Congress stuck on Homeland Security funding, immigration

By ERICA WERNER Associated Press WASHINGTON (AP) — A congressional stalemate over funding for the Homeland Security Department deepened Thursday as Senate...

By ERICA WERNER
Associated Press

WASHINGTON (AP) — A congressional stalemate over funding for the Homeland Security Department deepened Thursday as Senate Democrats blocked action on the bill for a third straight day to protest Republican language on immigration.

“This is like Groundhog Day,” Sen. Mazie Hirono, D-Hawaii, complained on the Senate floor after the measure failed to advance. The vote was 52 to 47, eight short of the 60 needed to move ahead. Two procedural votes earlier in the week yielded similar outcomes.

Homeland Security funding will lapse Feb. 27 without action.

The legislation, passed last month by the House, funds the agency through the remainder of the budget year while reversing President Barack Obama’s administrative policies protecting millions of immigrants living in this country illegally from deportation.

Senate Democrats say they won’t agree to the bill unless all the immigration language is removed. Republicans say such a bill won’t pass the House.

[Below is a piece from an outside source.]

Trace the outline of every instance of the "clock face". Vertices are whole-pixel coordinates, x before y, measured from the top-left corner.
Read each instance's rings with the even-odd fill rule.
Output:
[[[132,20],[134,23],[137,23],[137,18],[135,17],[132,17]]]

Republican leaders in both chambers insist they will not allow the Homeland Security agency to go without funding at a time of global terror threats. But if they have a solution, they haven’t said what it is. The likeliest scenario may be a short-term funding extension.

“There is a bipartisan desire to fund the Department of Homeland Security, and I’m sure we’ll resolve this sometime in the next few weeks,” said Senate Majority Leader Mitch McConnell, R-Ky.

“God bless him and good luck,” House Speaker John Boehner said later of McConnell. “What else can you say?”

The logjam offered a vivid illustration of the limits on Republicans’ power even now that they control both chambers of Congress for the first time in eight years. Senate rules give minority Democrats significant rights and Obama’s veto pen gives him the ultimate leverage.

But having spent years passing bills only to see them bottled up in a Senate controlled by Democrats, House Republicans weren’t ready to concede that the dynamic hasn’t much changed.

“Right now the ball’s in the Senate’s court,” said Rep. Mick Mulvaney, R-S.C., summing up for many House Republicans. “If the Senate can’t pass anything, how is that the House’s problem?”

No one seemed to know how it would all end.

“You’re asking me to speculate and predict an outcome, which at this point I’m not able to do,” said Sen. John Hoeven, R-N.D. “What I can tell you is we can’t finish a bill if they won’t let us get started on it.”